1 Reply Latest reply on Jun 1, 2010 1:01 AM by Peter Kahrel

    a regular expression question

    jackhenrie Level 1

      I have a large body of text which I am breaking into individual words (as part of an experimental indexing project.)

      I can break the text into a list by making a paragraph break for every word space (a simple find and replace).

      But I want proper names to remain unbroken.

       

      So I am trying to write a regular expression script which will find every occurence of two contiguous words which each begin in a capital letter, and then to replace the space between the two words with an underscore.

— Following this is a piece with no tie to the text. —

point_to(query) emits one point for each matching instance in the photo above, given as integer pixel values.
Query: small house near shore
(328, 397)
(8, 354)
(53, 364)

      So Sigmund Freud becomes Sigmund_Freud.

       

      Does anyone know how I would write this script?

       

      Thanks!!!

        • 1. Re: a regular expression question
          Peter Kahrel Adobe Community Professional & MVP

          You don't need a script, you can do it in the interface:

           

          Find: (\u[-\w]+)\x{20}(?=\u[-\w]+)

          Change: $1_

           

          \u[-\w]+ stands for "upper-case letter followed by one or more of hyphen/word character"; here the first name.

          \x{20} stands for the space.

          followed by another \u[-\w]+, the last name. This one is in a lookahead, so the whole expression paraphrases as "find a word that starts with an upper-case letter followed by a space if it's followed by another word starting with an uc letter".

           

          Peter